Op 18 november 2015 is het rapport van de Onderzoeksraad voor Veiligheid (OvV) over koolmonoxide gepubliceerd. Dit rapport gaat over incidenten met woninginstallaties. In dit rapport worden aanbevelingen gedaan aan de Minister van VWS en mij ter voorkoming van koolmonoxide incidenten. De OvV beveelt onder andere aan om te komen tot een uniforme wettelijke erkenningsregeling voor installateurs. De OvV doet geen aanbeveling voor een onderzoeksplicht. Een kabinetsreactie over dit rapport wordt in voorjaar 2016 aan uw Kamer gestuurd.

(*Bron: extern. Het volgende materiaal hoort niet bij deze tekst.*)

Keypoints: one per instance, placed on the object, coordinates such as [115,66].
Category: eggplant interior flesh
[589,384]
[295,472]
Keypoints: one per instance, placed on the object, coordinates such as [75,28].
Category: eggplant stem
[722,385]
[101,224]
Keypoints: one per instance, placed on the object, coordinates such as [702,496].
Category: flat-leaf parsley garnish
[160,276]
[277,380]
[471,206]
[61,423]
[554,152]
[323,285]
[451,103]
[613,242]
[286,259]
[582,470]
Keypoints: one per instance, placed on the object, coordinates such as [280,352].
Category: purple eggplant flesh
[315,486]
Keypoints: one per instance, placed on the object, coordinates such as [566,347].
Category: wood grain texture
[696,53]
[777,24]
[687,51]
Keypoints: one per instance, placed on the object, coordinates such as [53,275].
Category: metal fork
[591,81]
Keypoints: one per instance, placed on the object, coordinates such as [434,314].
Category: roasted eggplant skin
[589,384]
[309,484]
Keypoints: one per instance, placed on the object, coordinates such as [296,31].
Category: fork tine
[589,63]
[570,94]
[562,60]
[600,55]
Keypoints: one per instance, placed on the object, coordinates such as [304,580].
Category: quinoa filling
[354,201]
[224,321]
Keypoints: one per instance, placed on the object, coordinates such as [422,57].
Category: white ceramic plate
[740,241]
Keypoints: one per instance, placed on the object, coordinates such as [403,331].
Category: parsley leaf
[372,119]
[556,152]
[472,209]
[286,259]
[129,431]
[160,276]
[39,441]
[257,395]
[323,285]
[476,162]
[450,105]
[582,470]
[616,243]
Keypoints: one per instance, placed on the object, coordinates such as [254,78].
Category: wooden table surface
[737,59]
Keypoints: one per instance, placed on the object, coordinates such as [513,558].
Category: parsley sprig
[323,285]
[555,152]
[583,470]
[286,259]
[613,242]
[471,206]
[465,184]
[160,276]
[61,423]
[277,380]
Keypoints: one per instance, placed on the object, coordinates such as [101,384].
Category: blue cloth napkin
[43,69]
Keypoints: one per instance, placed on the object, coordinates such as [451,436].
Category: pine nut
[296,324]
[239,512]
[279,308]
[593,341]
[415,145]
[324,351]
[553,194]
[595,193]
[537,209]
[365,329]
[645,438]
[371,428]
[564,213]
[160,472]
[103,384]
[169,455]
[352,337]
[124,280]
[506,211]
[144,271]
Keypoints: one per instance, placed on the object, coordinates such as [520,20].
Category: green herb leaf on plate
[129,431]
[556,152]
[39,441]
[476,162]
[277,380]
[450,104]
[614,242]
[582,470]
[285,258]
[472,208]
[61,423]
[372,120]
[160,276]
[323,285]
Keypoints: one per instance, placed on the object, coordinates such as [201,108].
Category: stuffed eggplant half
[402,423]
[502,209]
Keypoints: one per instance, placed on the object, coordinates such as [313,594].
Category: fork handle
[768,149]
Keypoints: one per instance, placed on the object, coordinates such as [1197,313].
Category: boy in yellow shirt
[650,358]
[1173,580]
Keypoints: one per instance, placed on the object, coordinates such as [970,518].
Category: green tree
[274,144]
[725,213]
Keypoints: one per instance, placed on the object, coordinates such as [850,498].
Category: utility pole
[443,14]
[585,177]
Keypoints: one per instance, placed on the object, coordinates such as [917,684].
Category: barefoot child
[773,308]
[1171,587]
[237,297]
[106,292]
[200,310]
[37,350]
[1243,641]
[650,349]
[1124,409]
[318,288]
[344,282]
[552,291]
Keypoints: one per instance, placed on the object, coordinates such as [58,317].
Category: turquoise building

Roestvaststalen constructies in zwembaden

Op 14 oktober 2014 heb ik u een brief gestuurd over de constructieve veiligheid van roestvaststalen constructies in zwembaden (Kamerstuk 28 325, nr. 154). In de genoemde brief heb ik u geïnformeerd dat de zwembadbranche (NPZ-NRZ, Recron en VSG4) een landelijk onderzoek zou uitvoeren om na te gaan hoe de problematiek van niet-resistent roestvaststaal wordt aangepakt door zwembaden en gemeenten. Ook zou zij hierbij het veiligheidsgevoel en de informatiebehoefte van de zwembadbezoeker beschouwen en de resultaten van het onderzoek gebruiken voor nadere acties door de branche. Het onderzoek door branche is nog niet volledig afgerond. Mede omdat de toezegging was om het onderzoeksrapport medio 2015 klaar te hebben, wil ik niet wachten met het informeren van uw Kamer totdat het rapport volledig is afgerond.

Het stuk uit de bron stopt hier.